Numerous studies over the years have purported to explain the alleged wage gap between men and women, but all have suffered from the problems of finding comparable jobs and determining an employer’s level of sexism. A new study by two Harvard University economists, however, manages to eliminate these variables and, in the process, shows that the wage gap can be completely explained by the different choices male and female employees make.
The study, by Valentin Bolotnyy and Natalia Emanuel, examined wage differences between male and female bus and train operators working for the Massachusetts Bay Transit Authority (MBTA) during the 2011 – 2017 period. This was an ideal environment for the study because the union contract covering all these employees is rigidly structured to eliminate practically all subjectivity on the part of MBTA management. All employees receive the same training and start at the same wages. Thereafter, wage increases, promotions, and other benefits are doled out on the basis of seniority, with little managerial discretion allowed. Seniority also is the sole determinant of an employee’s work opportunities, including choice of schedules, routes, vacation days, and overtime hours.

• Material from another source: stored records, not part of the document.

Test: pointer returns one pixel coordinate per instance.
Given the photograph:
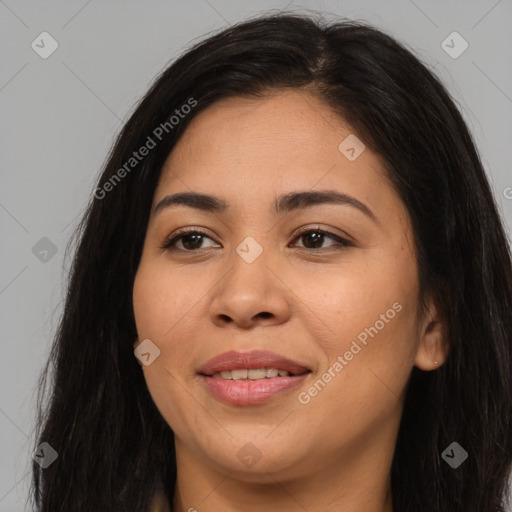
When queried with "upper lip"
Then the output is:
(236, 360)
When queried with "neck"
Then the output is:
(351, 482)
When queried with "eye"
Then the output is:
(315, 237)
(190, 239)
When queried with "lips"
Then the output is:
(253, 359)
(248, 392)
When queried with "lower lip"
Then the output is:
(249, 392)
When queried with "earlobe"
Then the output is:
(433, 346)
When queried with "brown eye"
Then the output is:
(314, 238)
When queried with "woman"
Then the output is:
(295, 241)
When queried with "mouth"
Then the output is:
(249, 378)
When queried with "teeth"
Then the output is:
(252, 374)
(239, 374)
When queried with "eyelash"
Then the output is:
(169, 242)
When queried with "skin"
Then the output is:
(309, 304)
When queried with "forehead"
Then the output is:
(289, 133)
(249, 151)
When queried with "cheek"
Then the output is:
(163, 300)
(371, 314)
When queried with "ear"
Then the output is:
(135, 343)
(433, 346)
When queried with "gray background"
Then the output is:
(60, 114)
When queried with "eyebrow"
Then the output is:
(286, 203)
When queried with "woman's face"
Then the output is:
(338, 302)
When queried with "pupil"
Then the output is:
(195, 244)
(316, 238)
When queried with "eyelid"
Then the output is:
(342, 240)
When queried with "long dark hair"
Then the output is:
(114, 448)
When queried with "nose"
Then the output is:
(251, 294)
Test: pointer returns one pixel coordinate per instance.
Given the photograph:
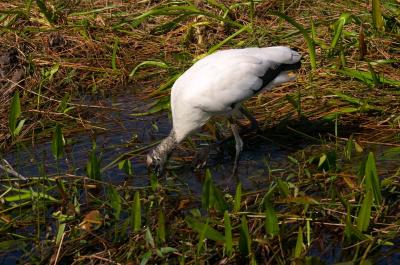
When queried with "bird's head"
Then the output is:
(155, 163)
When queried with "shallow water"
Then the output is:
(125, 133)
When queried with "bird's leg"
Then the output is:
(253, 122)
(238, 144)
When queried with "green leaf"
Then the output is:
(304, 32)
(115, 202)
(377, 17)
(238, 198)
(343, 20)
(271, 219)
(126, 166)
(28, 195)
(60, 232)
(299, 244)
(19, 127)
(199, 227)
(166, 250)
(244, 240)
(161, 227)
(93, 166)
(149, 238)
(148, 63)
(14, 113)
(136, 213)
(228, 234)
(364, 215)
(372, 181)
(207, 195)
(367, 77)
(114, 54)
(57, 143)
(146, 257)
(48, 14)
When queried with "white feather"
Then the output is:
(213, 84)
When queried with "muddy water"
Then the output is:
(125, 133)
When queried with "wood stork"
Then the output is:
(218, 84)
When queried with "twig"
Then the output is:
(10, 170)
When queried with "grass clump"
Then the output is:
(336, 187)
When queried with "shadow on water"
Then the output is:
(124, 132)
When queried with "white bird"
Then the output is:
(218, 84)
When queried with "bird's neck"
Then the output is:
(164, 149)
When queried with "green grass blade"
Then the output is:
(178, 11)
(60, 233)
(220, 44)
(244, 240)
(114, 54)
(299, 244)
(364, 215)
(94, 11)
(372, 181)
(377, 17)
(57, 143)
(271, 219)
(136, 213)
(310, 42)
(228, 234)
(148, 63)
(48, 14)
(161, 227)
(207, 195)
(114, 200)
(343, 20)
(149, 238)
(205, 229)
(238, 198)
(93, 166)
(14, 113)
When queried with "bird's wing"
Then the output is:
(216, 86)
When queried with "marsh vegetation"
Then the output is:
(84, 93)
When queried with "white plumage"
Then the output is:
(217, 84)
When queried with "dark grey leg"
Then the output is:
(254, 123)
(238, 145)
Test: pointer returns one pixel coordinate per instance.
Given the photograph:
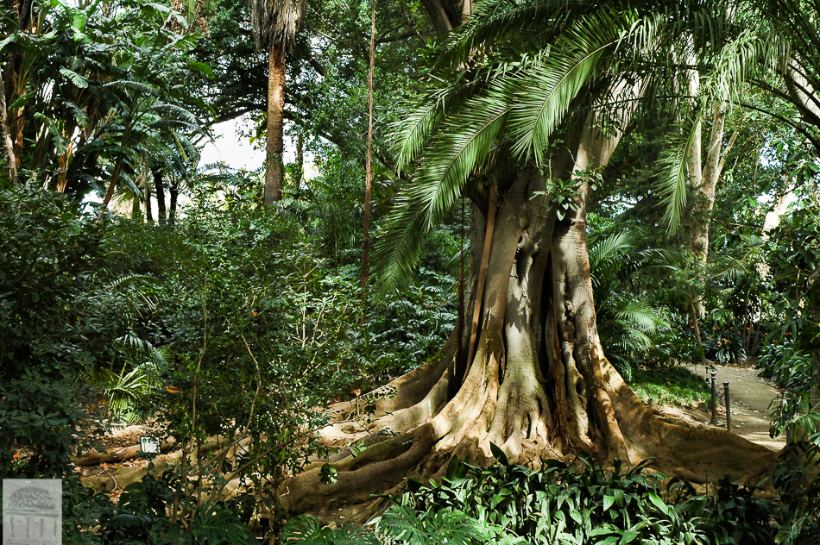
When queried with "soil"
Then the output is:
(750, 399)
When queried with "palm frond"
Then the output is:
(275, 22)
(639, 315)
(492, 21)
(609, 248)
(461, 146)
(545, 91)
(672, 174)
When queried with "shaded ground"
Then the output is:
(750, 397)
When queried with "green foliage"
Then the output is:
(47, 250)
(305, 530)
(670, 386)
(141, 517)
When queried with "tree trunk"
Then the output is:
(537, 383)
(159, 186)
(274, 168)
(5, 134)
(173, 190)
(368, 175)
(149, 215)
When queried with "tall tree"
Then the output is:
(5, 134)
(368, 174)
(524, 140)
(275, 24)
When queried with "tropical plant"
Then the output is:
(275, 23)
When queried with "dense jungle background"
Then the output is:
(389, 271)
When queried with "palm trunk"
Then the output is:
(368, 176)
(149, 214)
(159, 186)
(173, 190)
(536, 383)
(703, 185)
(5, 134)
(274, 169)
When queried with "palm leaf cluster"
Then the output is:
(275, 22)
(626, 322)
(522, 70)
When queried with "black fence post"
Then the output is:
(713, 404)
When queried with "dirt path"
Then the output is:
(750, 397)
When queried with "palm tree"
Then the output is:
(540, 93)
(275, 23)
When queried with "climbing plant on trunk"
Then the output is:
(525, 142)
(275, 23)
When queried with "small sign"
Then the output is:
(149, 445)
(32, 512)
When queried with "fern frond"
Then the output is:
(545, 91)
(672, 176)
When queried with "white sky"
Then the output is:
(230, 147)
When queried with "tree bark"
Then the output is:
(368, 176)
(149, 214)
(173, 190)
(274, 168)
(537, 383)
(159, 187)
(8, 145)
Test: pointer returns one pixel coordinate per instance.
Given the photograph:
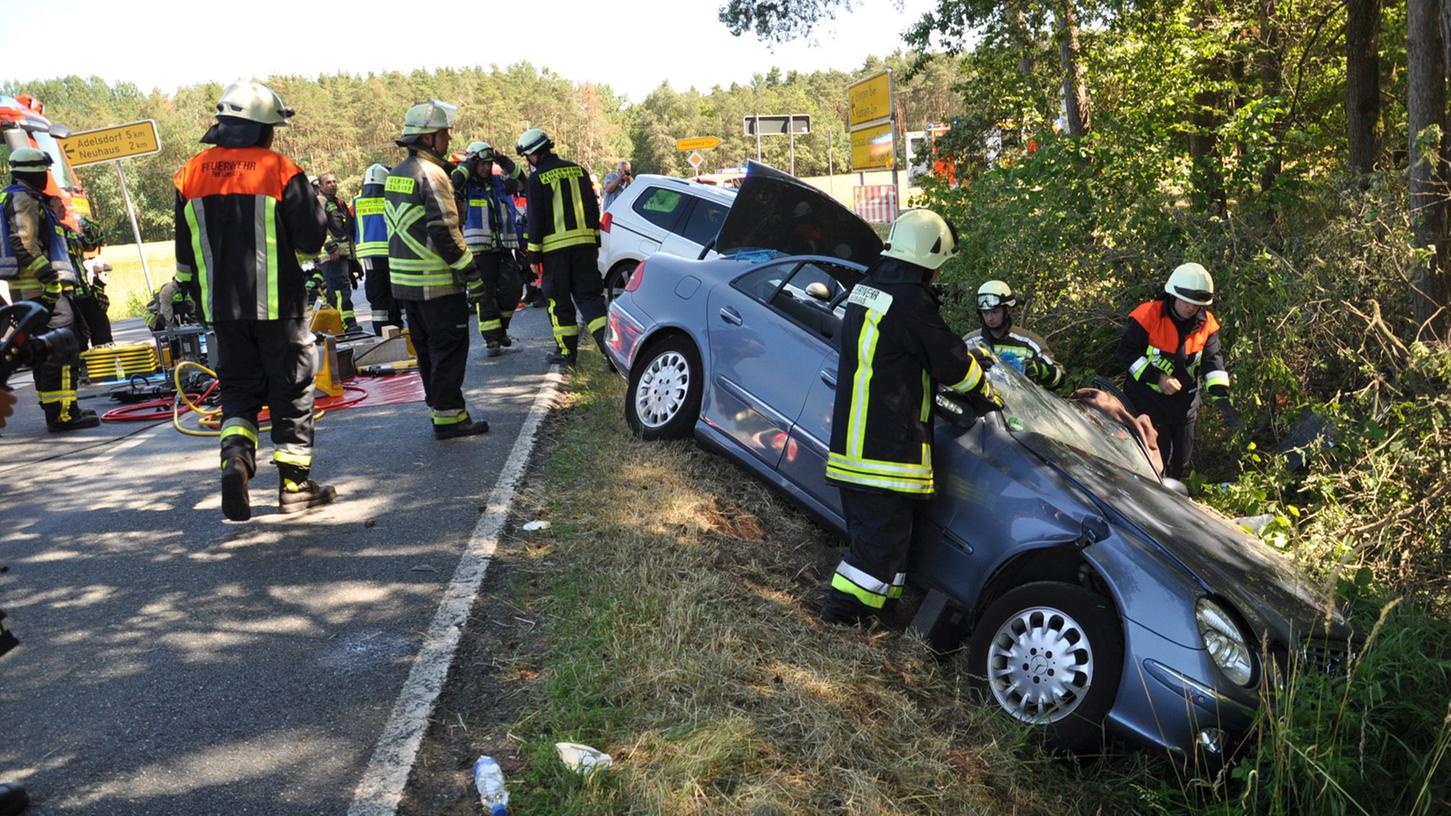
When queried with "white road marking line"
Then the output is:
(386, 774)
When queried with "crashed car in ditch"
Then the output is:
(1096, 594)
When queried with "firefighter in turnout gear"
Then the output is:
(895, 350)
(563, 243)
(431, 267)
(1019, 347)
(337, 264)
(1168, 344)
(489, 230)
(243, 215)
(35, 260)
(372, 250)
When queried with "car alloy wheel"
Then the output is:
(1041, 665)
(662, 389)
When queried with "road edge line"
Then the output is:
(380, 790)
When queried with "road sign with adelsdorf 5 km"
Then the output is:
(106, 144)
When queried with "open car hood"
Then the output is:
(1263, 584)
(777, 211)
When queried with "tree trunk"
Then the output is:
(1075, 93)
(1425, 113)
(1363, 84)
(1271, 84)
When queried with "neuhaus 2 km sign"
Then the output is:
(106, 144)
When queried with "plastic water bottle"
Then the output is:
(488, 777)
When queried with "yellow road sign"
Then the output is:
(871, 99)
(698, 143)
(105, 144)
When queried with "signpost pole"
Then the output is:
(135, 228)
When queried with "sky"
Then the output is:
(629, 45)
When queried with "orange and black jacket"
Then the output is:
(241, 218)
(562, 208)
(1155, 341)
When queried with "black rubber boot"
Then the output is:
(298, 492)
(237, 504)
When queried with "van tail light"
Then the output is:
(636, 278)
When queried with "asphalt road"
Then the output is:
(174, 662)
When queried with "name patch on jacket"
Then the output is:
(869, 298)
(550, 176)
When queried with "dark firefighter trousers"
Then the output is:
(501, 294)
(440, 331)
(55, 379)
(874, 571)
(572, 282)
(266, 363)
(379, 289)
(337, 276)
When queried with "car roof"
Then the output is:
(694, 188)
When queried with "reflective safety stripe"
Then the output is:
(449, 417)
(866, 588)
(568, 238)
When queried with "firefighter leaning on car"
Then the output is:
(489, 230)
(243, 215)
(895, 349)
(563, 238)
(337, 264)
(35, 260)
(372, 250)
(430, 264)
(1168, 344)
(1016, 346)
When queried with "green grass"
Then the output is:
(125, 283)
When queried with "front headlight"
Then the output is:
(1225, 642)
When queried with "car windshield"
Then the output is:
(1029, 408)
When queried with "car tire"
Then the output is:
(1019, 629)
(663, 400)
(618, 278)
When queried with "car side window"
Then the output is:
(814, 296)
(704, 221)
(660, 206)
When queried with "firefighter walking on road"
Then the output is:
(431, 267)
(563, 237)
(243, 214)
(1016, 346)
(35, 259)
(370, 237)
(1168, 344)
(895, 349)
(489, 230)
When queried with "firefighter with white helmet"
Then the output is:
(1168, 346)
(894, 352)
(244, 212)
(1017, 346)
(430, 264)
(370, 244)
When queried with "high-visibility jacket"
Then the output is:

Under such a contract, one would expect men and women to earn about the same amount, yet the researchers found that female MBTA operators still took home only 89 cents for every dollar that male operators made. “The earnings gap persists even when we condition on seniority,” the researchers observed, “allowing us to explain the gap fully by the differences in choices that men and women make when faced with the same choice sets in the workplace.”
The short explanation: “Men take 48% fewer unpaid hours off and work 83% more overtime hours per year than women.” That, of course, adds up to more take-home pay for men. But what explains the difference in hours worked? “Women have greater demand for workplace flexibility and lower demand for overtime work hours than men,” largely because women are responsible for more household and childcare duties than men.
Overtime is a major contributor to the wage gap. Men and women take roughly the same amount of overtime when hours are scheduled in advance, but when hours are scheduled the day of or the day before the shift, men take nearly twice as many hours as women.
Men also take much greater advantage of the flexibility afforded them under the 1993 Family and Medical Leave Act (FMLA) to earn overtime pay. The FMLA was intended to allow employees to take unpaid time off to deal with family or medical emergencies; but at MBTA, where it has become known as the “Friday – Monday Leave Act,” it is used rather indiscriminately to give employees unpaid time off whenever they want it. Bolotnyy and Emanuel found that “male operators exploit FMLA to game the system: by substituting unpaid hours for overtime hours, they actually increase their earnings.” Specifically, if a male operator is scheduled to work a weekend, he is likely to take unpaid time off, where he would only be paid his normal wage, and then work extra overtime hours, where he will earn half again as much, thereby making more money than if he’d worked his original schedule. Women, however, do not take advantage of such opportunities as often.
Do women take less overtime, especially on short notice, because they are less self-interested than men? More likely it is because they simply can’t change their schedules as readily. Even when controlling for seniority, which gives operators first dibs on overtime hours, the economists found that “women value time and flexibility more than men,” particularly if they have children and cannot obtain care for them during overnight and weekend shifts.
“We see women prioritizing schedule convenience more than men in other respects,” they wrote. “As operators move up the seniority ladder and consequently have a greater pool of schedules to pick from, women move away from working weekends, holidays, and split shifts more than men. Women are more likely than men to take less desirable routes … to avoid the less preferable schedules.”
Economist John Phelan summed things up best: “The ‘gender wage gap’ is as real as unicorns and has been killed more times than [Halloween character] Michael Myers.”